What are you waiting for?
The floor is still swaying gently beneath me. I’m back on solid ground after a week-long cruise from Quebec to Boston. But the floor is still swaying.

Before leaving on the cruise, I read a book by Annie F. Downs entitled, Looking for Lovely.
The take-away for me was this: While we’re waiting for the things we envision and hope for and work toward, perhaps we could look for the lovely.
There were so many charming sights along the Saint Lawrence waterway, in the port towns of Nova Scotia, and at the Atlantic sea coast ports.
And equal beauty onboard ship: beautifully-presented food. Well-played live music. Fellow adventurers from Australia. Canada. Scotland. Ireland. Michigan. Nebraska. Washington State.
And these lovely ladies from England — Dorothy and Linda — my “Onboard for a Cause” 5K cancer walk buddies.
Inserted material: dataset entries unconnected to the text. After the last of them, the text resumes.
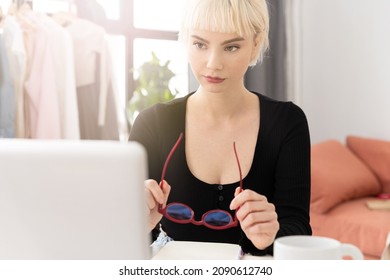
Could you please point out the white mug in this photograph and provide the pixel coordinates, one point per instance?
(307, 247)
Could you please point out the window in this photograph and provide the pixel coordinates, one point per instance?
(136, 28)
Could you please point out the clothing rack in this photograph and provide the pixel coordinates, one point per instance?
(19, 3)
In Charlottetown on Prince Edward Island: quaint shops and restaurants and tea houses. Bricked sidewalks. Gaslit street lamps. And this lovely church.

On the wharf in Sydney: a fun-shade-of-green bike leaning against a sunny shack.
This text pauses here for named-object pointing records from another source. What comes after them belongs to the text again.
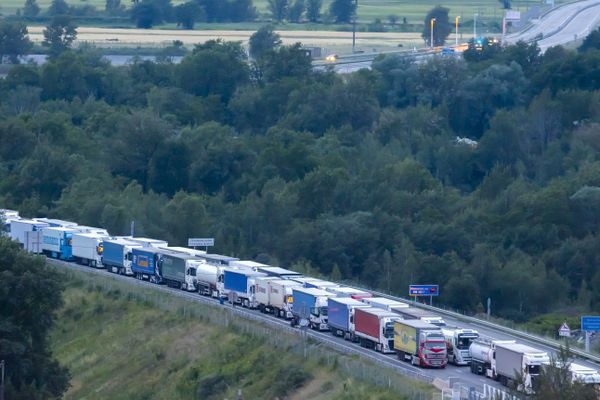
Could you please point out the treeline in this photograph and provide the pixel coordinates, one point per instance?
(482, 176)
(148, 13)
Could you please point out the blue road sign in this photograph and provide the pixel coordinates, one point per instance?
(424, 290)
(590, 323)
In Halifax: a citadel overlooking the harbor where cute guys in red plaid kilts did the changing-of-the-guard thing. Blooms bordering a bandstand. And this blue heron onboard a toy cruise ship.

In Bar Harbor, Maine: stately vacation homes lining the water’s edge. Trees shedding their autumn color. Sailboats skimming the sparkling bay. All of it lovely.
I browsed the village bookstore and took a stroll along the Shore Path after a piled-high lobster roll and ice cream cone for lunch. (You know what they say: “When in Maine … “)
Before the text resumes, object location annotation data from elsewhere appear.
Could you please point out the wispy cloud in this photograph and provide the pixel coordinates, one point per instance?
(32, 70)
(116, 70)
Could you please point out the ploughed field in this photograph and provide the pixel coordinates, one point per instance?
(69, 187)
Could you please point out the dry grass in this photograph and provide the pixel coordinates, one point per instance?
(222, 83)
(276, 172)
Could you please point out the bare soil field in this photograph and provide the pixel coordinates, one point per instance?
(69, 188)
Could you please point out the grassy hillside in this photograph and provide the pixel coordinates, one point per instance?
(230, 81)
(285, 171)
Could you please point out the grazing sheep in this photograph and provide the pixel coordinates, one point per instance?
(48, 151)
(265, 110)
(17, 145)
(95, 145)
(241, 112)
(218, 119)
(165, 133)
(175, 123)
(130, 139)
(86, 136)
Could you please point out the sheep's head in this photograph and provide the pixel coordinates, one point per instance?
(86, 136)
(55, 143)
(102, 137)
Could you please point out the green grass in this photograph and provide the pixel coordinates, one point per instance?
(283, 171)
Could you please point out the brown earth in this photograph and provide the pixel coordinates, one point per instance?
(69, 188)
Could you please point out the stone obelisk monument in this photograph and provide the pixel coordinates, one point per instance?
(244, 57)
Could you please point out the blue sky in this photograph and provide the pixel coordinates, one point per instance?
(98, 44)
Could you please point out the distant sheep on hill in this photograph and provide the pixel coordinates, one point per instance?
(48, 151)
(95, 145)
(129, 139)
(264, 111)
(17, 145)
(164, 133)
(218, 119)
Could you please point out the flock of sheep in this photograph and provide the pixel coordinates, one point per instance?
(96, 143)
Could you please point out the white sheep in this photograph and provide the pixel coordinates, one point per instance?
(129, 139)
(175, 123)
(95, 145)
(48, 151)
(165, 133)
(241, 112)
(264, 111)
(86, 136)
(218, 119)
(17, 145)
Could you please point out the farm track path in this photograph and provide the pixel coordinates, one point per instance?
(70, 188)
The charm continued in Boston — this old-meets-modern town — as depicted by Trinity Church reflected in the 200 Clarendon Street building.

So much lovely on the weeklong Quebec-to-Boston adventure.
This thought from an author unknown:
The worst part of life is waiting. The best part of life is having something worth waiting for.
Waiting doesn’t come easily for me. Because I usually want what I want. When I want it.
If you ask me what I’m waiting and hoping for, I’d probably say a home of my own, a repurposed place—think: barn converted into a rustic, warm and welcoming open-beamed home that would carry the message of hope and new purpose for guests.
I’m waiting for a book to be published that outlines how God is in the business of scooping up the shatters of our broken dreams and fashioning them into something new and repurposeful.
I’m waiting.
And I’m looking for lovely in the wait.
What are you waiting for? What lovely things are in your path?
This thought from Psalm 37:
Trust in the Lord and wait patiently for Him.